Neither do you have the cost of updating all the hardware and software – updates are automatic and part of the regular charges made.
Because the software is not on your computer means you can access the services anywhere and from any device. It makes your device lighter and faster and gives you maximum flexibility in your work – whether at home, in the office, on the move or in a café. It means you can work faster, be more productive and react faster.
You have automatic back-up of data and, again, this is not on your device so it is great from a disaster recovery point of view.
It improves your business sustainability from the point of view of cost control and future-proofing and from an environmental viewpoint by significantly reducing your IT carbon footprint.
Cloud services are, almost by definition, generic. They are not bespoke to your business and, particularly as you grow, you may find you want a more specific solution. In reality, you are not in control – the provider decides what services to offer and it can be hard to adapt it to your needs.
It is still possible to develop the software you need and then host it remotely, but there are obvious cost implications to this, although you still get the flexibility of working practices, anywhere-access and disaster recovery benefits.
We have discussed security above and there is no doubt it is an issue. However, I see it retreating over time. Humans are great at adapting and we will acclimatise to the idea of cloud over time. In some respects, the fact that the big players are the most vulnerable to criminal activity is reassuring, because they have most to lose and will spend the most time and resources to protect against it.
We have also discussed the reliance on internet access and this too, over time, with more network coverage, will diminish as an issue.
Is it important? Is cloud a fad or here to stay?
It certainly seems as though the cloud is here to stay: it is a big part of how computers have been used and envisioned since their beginning back in the fifties and sixties and has developed to such an extent over the last decade that it would be hard to see how we could go back.

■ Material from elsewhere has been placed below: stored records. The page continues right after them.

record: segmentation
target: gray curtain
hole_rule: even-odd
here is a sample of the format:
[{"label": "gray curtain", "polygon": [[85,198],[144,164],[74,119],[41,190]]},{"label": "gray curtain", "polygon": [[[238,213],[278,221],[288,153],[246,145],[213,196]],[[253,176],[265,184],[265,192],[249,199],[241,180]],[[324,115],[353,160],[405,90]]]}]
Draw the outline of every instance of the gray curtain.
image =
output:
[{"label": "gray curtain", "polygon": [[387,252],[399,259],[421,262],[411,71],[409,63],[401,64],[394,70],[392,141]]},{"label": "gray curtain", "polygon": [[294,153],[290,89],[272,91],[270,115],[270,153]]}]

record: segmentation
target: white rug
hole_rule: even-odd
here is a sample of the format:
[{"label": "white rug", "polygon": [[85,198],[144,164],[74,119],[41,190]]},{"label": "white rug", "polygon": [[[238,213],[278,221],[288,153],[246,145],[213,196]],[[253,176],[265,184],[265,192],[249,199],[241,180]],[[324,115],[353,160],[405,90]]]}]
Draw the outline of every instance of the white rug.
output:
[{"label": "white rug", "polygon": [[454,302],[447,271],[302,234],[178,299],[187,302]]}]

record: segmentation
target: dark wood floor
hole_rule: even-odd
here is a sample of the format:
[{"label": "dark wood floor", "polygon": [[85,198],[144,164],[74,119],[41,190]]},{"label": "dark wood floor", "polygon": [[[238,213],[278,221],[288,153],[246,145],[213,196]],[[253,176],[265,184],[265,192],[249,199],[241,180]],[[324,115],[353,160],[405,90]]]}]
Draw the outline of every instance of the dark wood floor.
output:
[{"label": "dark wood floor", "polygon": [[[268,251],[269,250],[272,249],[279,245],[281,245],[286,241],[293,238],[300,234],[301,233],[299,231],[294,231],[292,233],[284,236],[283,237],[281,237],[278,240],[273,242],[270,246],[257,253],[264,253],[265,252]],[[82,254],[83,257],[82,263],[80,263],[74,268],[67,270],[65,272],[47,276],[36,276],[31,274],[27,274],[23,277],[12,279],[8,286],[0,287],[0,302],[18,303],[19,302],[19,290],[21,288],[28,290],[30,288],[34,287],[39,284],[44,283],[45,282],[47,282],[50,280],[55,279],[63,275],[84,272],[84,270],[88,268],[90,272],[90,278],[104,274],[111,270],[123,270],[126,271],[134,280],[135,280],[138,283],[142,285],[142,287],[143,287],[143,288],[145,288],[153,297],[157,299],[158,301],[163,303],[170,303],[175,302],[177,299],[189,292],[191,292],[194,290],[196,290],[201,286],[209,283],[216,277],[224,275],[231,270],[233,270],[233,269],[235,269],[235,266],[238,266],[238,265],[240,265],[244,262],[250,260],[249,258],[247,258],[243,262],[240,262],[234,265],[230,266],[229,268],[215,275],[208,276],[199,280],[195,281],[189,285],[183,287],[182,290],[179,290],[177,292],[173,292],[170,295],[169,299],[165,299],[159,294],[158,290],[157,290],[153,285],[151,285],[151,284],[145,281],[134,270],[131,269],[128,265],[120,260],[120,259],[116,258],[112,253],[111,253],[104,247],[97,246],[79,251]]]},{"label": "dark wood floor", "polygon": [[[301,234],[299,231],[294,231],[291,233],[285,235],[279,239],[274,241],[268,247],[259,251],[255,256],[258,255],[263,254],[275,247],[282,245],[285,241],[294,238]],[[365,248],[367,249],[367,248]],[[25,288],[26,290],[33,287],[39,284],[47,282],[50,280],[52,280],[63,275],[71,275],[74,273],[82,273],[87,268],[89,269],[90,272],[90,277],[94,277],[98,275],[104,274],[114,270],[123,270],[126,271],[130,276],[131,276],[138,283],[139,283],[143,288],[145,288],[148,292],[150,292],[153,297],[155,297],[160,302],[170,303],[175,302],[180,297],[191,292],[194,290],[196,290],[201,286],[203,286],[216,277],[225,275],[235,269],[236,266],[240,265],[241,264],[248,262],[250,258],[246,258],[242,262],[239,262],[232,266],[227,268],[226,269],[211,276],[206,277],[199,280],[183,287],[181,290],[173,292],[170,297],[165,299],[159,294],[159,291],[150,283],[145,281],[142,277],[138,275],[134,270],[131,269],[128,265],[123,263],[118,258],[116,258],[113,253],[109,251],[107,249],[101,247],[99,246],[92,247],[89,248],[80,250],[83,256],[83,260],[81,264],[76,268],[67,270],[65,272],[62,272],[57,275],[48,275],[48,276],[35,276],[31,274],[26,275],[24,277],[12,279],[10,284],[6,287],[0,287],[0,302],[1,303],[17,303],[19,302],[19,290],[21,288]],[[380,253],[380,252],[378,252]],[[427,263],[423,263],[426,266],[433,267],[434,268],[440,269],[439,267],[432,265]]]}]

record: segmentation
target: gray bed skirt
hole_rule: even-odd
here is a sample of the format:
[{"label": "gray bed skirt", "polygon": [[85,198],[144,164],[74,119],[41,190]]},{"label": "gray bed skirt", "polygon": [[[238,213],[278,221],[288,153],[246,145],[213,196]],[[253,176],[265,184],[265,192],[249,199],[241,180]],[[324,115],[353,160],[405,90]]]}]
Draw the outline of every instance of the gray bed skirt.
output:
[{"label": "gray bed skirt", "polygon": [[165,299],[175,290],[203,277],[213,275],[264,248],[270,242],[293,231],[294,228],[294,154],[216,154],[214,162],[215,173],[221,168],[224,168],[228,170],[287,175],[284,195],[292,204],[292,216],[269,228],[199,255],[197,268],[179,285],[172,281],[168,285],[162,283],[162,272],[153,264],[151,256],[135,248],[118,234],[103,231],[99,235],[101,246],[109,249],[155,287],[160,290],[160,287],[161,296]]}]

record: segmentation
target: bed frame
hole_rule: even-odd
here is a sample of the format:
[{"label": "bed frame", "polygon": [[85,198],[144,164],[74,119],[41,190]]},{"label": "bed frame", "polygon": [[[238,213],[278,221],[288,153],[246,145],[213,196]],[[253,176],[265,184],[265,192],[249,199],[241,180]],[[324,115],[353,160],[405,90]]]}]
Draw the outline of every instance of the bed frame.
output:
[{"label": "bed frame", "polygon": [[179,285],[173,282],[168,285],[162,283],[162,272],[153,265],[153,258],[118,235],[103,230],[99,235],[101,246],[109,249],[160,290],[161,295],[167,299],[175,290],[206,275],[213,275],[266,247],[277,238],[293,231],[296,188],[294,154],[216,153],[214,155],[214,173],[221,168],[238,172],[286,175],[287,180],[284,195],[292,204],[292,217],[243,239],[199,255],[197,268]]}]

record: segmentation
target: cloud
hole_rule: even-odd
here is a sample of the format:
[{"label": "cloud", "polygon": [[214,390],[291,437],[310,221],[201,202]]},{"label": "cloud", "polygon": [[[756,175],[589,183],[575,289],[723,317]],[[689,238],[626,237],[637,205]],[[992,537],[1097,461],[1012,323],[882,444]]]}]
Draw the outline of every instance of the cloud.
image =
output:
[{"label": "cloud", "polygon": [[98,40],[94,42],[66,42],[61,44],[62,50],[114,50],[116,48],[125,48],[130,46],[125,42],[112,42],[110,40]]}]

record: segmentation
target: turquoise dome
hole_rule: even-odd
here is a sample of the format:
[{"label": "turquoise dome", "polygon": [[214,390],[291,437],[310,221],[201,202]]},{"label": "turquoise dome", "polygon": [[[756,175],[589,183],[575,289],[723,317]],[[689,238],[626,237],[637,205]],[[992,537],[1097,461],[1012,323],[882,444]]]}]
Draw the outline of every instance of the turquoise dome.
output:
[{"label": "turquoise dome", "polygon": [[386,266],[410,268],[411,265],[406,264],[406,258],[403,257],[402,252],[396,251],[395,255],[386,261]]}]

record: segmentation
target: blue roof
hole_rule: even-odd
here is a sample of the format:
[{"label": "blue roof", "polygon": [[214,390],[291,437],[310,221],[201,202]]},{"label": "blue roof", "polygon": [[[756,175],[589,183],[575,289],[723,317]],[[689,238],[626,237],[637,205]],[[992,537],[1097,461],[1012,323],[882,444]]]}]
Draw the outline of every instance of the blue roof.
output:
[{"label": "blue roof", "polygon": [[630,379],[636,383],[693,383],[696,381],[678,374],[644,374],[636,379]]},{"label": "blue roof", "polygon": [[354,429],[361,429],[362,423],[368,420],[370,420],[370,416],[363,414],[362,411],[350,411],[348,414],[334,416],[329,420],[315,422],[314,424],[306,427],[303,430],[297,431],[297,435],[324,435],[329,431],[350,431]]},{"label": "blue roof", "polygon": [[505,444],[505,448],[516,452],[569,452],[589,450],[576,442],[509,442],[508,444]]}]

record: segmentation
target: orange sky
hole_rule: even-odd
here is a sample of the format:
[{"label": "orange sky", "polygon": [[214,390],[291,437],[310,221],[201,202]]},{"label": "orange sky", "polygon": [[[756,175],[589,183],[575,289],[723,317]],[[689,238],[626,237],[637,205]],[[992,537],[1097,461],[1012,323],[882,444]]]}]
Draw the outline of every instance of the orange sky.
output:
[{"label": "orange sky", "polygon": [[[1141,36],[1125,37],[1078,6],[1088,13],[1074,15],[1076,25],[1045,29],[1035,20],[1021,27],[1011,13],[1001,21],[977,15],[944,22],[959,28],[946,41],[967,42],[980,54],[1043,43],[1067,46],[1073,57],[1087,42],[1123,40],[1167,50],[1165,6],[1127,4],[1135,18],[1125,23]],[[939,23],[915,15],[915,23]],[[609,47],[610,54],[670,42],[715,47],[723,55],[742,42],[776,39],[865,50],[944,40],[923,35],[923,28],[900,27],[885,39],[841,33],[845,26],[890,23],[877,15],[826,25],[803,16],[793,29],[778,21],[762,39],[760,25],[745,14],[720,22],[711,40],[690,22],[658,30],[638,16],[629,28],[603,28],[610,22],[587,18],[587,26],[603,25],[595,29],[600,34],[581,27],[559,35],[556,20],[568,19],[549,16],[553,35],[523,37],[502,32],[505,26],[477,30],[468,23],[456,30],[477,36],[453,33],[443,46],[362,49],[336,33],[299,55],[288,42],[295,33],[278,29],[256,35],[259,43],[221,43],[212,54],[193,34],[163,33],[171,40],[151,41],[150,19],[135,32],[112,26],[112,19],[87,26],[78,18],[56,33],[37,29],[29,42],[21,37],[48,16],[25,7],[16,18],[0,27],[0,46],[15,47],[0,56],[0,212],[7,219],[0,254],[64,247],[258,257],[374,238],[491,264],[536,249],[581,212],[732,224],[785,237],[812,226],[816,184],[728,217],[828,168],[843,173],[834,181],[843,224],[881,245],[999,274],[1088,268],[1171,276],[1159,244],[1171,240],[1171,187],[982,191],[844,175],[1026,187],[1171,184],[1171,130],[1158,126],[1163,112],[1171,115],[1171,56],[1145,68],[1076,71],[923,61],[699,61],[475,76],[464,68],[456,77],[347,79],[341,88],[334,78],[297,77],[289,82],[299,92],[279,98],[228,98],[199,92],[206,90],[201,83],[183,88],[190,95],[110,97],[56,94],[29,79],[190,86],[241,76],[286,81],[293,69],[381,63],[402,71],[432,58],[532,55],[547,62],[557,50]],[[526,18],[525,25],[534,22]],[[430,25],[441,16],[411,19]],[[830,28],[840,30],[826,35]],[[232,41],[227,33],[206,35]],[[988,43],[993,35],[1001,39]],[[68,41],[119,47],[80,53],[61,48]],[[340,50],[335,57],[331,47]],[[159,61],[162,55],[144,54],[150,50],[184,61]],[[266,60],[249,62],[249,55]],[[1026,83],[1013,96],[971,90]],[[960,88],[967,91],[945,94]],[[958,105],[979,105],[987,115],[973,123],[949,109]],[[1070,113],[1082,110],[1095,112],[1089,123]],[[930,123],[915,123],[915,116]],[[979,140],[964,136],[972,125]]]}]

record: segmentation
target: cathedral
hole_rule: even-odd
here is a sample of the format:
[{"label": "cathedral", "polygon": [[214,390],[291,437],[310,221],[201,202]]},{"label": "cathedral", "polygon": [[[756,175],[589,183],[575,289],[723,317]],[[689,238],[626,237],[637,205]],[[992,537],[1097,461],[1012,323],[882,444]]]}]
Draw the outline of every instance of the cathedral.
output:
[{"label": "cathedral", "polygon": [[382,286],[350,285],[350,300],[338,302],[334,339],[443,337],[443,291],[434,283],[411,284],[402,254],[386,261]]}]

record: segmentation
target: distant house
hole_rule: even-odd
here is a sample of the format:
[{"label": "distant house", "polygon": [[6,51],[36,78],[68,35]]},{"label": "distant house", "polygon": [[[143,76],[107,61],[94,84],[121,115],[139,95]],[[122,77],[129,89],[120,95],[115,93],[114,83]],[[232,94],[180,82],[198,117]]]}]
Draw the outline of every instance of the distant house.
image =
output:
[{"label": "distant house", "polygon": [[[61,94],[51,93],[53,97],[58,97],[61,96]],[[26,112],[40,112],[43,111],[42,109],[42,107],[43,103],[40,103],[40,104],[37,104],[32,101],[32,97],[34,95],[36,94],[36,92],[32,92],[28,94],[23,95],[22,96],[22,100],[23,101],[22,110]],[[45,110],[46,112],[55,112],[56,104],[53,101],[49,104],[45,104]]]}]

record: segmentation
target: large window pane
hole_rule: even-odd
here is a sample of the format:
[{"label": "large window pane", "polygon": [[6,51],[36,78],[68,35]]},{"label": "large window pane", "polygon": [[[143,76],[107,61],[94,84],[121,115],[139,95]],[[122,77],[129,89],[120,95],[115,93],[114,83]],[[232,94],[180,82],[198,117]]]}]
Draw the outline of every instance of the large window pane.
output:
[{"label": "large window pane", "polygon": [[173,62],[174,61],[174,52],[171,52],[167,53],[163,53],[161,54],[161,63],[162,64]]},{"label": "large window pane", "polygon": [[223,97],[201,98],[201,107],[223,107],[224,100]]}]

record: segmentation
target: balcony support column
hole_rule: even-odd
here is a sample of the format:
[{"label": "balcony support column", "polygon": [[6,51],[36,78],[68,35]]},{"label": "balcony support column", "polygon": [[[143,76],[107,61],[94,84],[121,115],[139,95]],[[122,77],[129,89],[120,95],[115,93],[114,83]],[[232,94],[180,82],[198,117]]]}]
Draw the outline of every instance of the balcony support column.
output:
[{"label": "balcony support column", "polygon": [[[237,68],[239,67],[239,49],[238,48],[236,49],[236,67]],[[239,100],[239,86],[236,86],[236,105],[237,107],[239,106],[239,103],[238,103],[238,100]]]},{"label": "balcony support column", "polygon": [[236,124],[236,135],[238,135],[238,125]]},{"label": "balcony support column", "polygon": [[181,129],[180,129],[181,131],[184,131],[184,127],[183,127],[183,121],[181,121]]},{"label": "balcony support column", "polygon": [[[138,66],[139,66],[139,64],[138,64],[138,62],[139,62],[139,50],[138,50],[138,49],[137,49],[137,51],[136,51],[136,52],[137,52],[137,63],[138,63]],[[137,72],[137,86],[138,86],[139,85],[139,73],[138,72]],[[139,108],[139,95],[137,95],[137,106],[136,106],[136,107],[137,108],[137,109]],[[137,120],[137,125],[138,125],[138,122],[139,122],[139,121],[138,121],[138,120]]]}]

The cloud is a great enabler, it has practical benefits and makes start-ups easier and less painful – which is great for the economy.
Care needs to be taken with the amount of private data we are giving to the cloud, but I think there are built in levelling factors at play here: the reputation of the providers; the fact that we are already flying fairly high in the cloud on a great many platforms; and our adaptation to the situation, especially as younger people, used too their virtual environment, are entering the workforce.
So yes, I believe it is important and it is here to stay. What do you think?